The energy use of palm oil residues constitutes an elegant way to dispose of the processing residues from palm oil milling activities, while generating additional income. It is estimated that between 40 000 and 50 000 t of CO2 equivalent will be mitigated annually thanks to the use of the EFBs.
Chia Meng Rice Mill
Chia Meng is an example of a cogeneration project in the rice industry.
The Chia Meng Rice Mill is located in Nakhon Ratchasima province. Chia Meng is one of the biggest rice mills in Thailand, with a milling capacity of 700 t of paddy per day.
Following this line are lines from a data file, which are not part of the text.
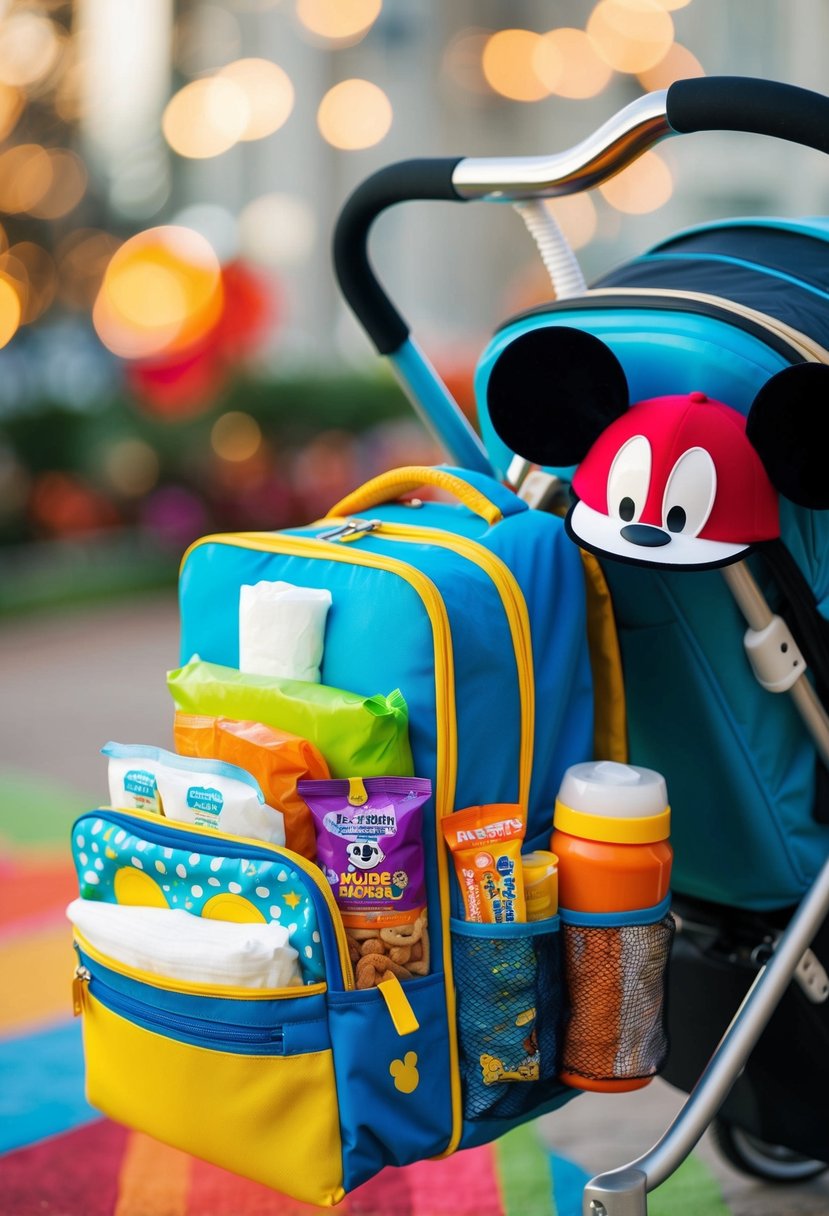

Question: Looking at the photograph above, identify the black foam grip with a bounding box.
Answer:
[665,77,829,152]
[333,157,466,355]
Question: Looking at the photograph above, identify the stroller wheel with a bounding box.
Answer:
[711,1118,829,1183]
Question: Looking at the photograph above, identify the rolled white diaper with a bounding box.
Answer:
[66,900,301,989]
[239,580,331,683]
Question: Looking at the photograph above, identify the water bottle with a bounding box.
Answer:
[551,761,673,1092]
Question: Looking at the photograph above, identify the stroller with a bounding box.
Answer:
[334,78,829,1216]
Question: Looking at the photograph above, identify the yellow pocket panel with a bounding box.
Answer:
[84,993,344,1206]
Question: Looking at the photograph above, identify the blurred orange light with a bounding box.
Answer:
[483,29,549,101]
[4,241,57,325]
[587,0,673,72]
[297,0,383,43]
[28,148,88,220]
[0,143,52,215]
[442,28,492,94]
[637,43,705,92]
[30,469,118,536]
[210,410,261,463]
[316,79,393,151]
[218,60,294,140]
[0,80,26,140]
[0,11,61,85]
[532,27,613,98]
[162,77,250,161]
[0,273,21,347]
[92,225,222,359]
[599,151,673,215]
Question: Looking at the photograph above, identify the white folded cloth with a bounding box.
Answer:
[239,579,331,683]
[66,900,301,989]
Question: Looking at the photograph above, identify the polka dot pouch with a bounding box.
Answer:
[72,810,337,984]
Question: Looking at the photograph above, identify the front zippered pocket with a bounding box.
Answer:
[74,924,342,1205]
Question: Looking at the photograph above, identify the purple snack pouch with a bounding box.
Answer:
[297,777,432,928]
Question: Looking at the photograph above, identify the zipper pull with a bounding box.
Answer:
[72,966,92,1018]
[317,519,383,541]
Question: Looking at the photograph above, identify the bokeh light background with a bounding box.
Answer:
[0,0,829,610]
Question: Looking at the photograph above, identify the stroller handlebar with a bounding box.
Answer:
[333,77,829,355]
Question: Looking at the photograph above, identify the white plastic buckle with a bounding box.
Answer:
[518,468,566,511]
[795,950,829,1004]
[743,617,806,692]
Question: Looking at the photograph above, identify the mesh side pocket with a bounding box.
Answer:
[452,918,563,1120]
[563,913,675,1081]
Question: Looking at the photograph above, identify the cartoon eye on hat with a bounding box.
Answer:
[487,326,829,569]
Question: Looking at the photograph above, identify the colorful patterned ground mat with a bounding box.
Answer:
[0,775,728,1216]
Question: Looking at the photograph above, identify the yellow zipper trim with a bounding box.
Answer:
[182,532,463,1156]
[89,802,354,991]
[75,929,328,1001]
[320,518,535,810]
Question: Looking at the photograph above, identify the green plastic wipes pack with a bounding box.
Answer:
[167,657,415,777]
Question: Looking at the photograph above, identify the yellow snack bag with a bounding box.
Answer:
[173,710,329,861]
[440,803,526,924]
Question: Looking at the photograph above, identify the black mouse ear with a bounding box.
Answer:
[486,326,628,468]
[745,364,829,510]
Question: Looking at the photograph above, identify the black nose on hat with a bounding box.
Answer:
[621,524,671,548]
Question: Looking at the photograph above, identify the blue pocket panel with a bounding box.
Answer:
[328,975,452,1190]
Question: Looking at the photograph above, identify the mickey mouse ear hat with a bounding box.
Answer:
[487,327,829,569]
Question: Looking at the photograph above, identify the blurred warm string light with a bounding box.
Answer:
[0,272,22,347]
[101,438,160,499]
[92,226,222,359]
[481,29,549,101]
[317,79,393,152]
[173,4,242,77]
[0,143,86,220]
[219,58,294,140]
[599,150,673,215]
[239,193,316,268]
[297,0,383,46]
[532,27,613,98]
[587,0,673,73]
[55,229,122,313]
[162,58,294,159]
[210,410,263,465]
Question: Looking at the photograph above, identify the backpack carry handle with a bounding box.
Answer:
[327,465,528,525]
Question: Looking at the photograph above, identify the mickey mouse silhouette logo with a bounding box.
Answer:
[487,326,829,569]
[389,1052,421,1093]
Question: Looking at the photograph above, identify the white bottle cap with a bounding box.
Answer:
[557,760,667,818]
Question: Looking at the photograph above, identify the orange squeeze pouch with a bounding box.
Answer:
[441,803,526,924]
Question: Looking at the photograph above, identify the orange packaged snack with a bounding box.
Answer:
[173,710,329,861]
[440,803,526,924]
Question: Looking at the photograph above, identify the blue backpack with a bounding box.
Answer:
[476,219,829,910]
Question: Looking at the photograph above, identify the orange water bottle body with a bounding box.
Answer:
[551,761,673,1093]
It has implemented a 2.5 MW cogeneration plant which utilises rice husk as a fuel.
The plant was commissioned in March 1997. The rice mill produces about 140 t of rice husk per day to fuel the plant.
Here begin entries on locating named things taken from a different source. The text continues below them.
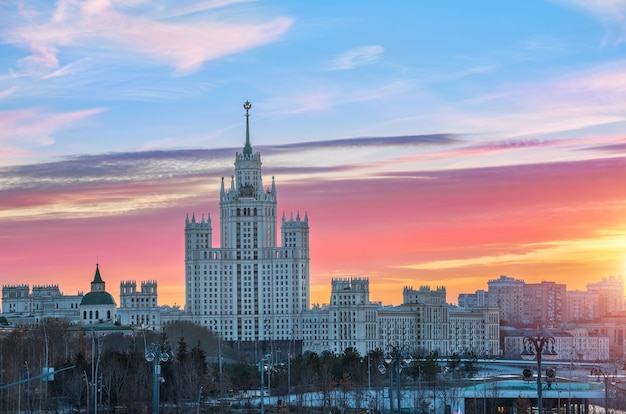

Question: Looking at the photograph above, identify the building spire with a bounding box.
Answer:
[243,101,252,155]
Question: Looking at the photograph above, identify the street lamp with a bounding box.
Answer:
[520,334,558,414]
[378,346,413,414]
[591,367,616,414]
[259,354,272,414]
[146,344,170,414]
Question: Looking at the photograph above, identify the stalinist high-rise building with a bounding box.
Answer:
[185,102,310,355]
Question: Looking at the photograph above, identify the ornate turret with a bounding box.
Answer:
[243,101,252,156]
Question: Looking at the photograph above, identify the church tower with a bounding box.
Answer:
[185,102,310,356]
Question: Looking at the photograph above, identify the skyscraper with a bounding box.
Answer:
[185,102,310,355]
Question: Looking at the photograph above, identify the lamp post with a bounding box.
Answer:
[520,333,558,414]
[259,354,271,414]
[146,344,170,414]
[591,367,616,414]
[378,346,413,414]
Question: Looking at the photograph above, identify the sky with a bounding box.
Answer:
[0,0,626,306]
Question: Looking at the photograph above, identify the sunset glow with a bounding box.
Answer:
[0,0,626,306]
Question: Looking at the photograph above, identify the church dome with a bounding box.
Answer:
[80,292,115,306]
[80,263,116,306]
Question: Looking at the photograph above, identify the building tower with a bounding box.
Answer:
[117,280,161,330]
[79,263,117,324]
[185,102,310,357]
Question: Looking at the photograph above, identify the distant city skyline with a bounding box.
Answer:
[0,0,626,306]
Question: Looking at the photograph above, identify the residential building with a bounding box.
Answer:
[487,276,524,325]
[522,282,567,328]
[2,284,83,324]
[587,276,624,316]
[185,102,310,353]
[565,290,601,323]
[117,280,161,330]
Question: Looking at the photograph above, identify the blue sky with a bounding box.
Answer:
[0,1,625,165]
[0,0,626,304]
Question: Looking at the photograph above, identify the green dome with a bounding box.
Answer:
[80,292,115,306]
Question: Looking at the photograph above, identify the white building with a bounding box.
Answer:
[185,102,310,349]
[79,264,117,325]
[117,280,161,330]
[302,278,501,356]
[2,285,83,325]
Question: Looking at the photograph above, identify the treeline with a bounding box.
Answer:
[0,320,476,413]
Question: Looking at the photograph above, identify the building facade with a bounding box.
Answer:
[185,102,310,346]
[302,278,501,356]
[117,280,161,330]
[79,264,117,325]
[2,285,83,324]
[487,276,524,325]
[587,276,624,316]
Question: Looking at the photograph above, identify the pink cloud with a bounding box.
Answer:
[0,108,105,145]
[0,152,626,304]
[9,1,293,73]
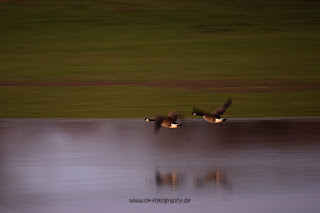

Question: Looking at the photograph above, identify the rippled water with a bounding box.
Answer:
[0,118,320,213]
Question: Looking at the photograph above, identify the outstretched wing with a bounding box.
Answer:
[213,99,232,118]
[168,111,179,122]
[154,115,164,133]
[192,107,208,116]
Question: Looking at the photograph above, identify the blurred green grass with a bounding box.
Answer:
[0,0,320,117]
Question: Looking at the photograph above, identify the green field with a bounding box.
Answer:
[0,0,320,117]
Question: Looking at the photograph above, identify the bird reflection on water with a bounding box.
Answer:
[155,170,181,188]
[194,169,231,188]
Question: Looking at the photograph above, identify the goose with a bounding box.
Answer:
[145,111,182,133]
[192,99,232,123]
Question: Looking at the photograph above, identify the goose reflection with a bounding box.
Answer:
[155,170,181,187]
[195,169,231,188]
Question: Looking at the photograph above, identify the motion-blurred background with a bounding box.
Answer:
[0,0,320,117]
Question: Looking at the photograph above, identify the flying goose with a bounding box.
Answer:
[192,99,232,123]
[145,111,182,133]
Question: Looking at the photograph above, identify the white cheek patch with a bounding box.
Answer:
[215,119,223,123]
[170,124,178,128]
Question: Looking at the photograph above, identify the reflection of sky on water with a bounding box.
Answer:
[0,119,320,213]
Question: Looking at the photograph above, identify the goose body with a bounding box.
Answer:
[192,99,232,123]
[145,111,182,133]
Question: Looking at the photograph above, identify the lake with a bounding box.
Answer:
[0,118,320,213]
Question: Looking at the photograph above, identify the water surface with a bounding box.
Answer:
[0,118,320,213]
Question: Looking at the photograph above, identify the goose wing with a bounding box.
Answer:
[213,99,232,118]
[154,115,165,133]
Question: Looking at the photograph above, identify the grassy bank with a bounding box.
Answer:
[0,0,320,117]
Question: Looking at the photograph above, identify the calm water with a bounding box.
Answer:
[0,118,320,213]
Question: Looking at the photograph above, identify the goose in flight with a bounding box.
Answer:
[145,111,182,133]
[192,99,232,123]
The plant consists of a rice husk silo; a conveying and automatic boiler feeding system; a step grate/boiler producing 17 t of superheated steam at 35 bar and equipped with automatic ash removal system; a 2.5 MW multi-stage fully condensing turbo-generator; and heat exchangers using boiler flue gas and/or superheated steam to generate hot water for paddy dryers.
The project involved an investment of €3.6 million, excluding civil works and building structures. The major revenues come from savings in fuel oil, electricity purchase and rice husk disposal.
An additional income comes from ash sales. The payback time of this project was 3.6 years after implementation of the plant. Total GHG avoided by implementing this rice husk boiler is around 7000 t of CO2 equivalent per year.
Many countries in ASEAN are implementing biomass cogeneration plants, as biomass is abundantly available in the region. As a fuel, it is relatively cheap, clean and environmentally friendly.
Biomass residues can help meet the increasing demand for power in developing countries. When used in modern medium to high pressure cogeneration systems, big improvements in efficiency and fuel utilisation are realised.
Industry leaders see cogeneration as one of the means to reduce costs in order to increase their competitiveness. In addition, they are able to sell excess power to the grid and solve their waste management problems.
From an economic point of view, the use of biomass offers many benefits, such as reducing dependence on imported fuel resources and increasing local economic sustainability. It generates high environmental benefits through the mitigation of GHG emissions and a substantial reduction of SOx and NOx emissions, when compared to the use of fossil fuels.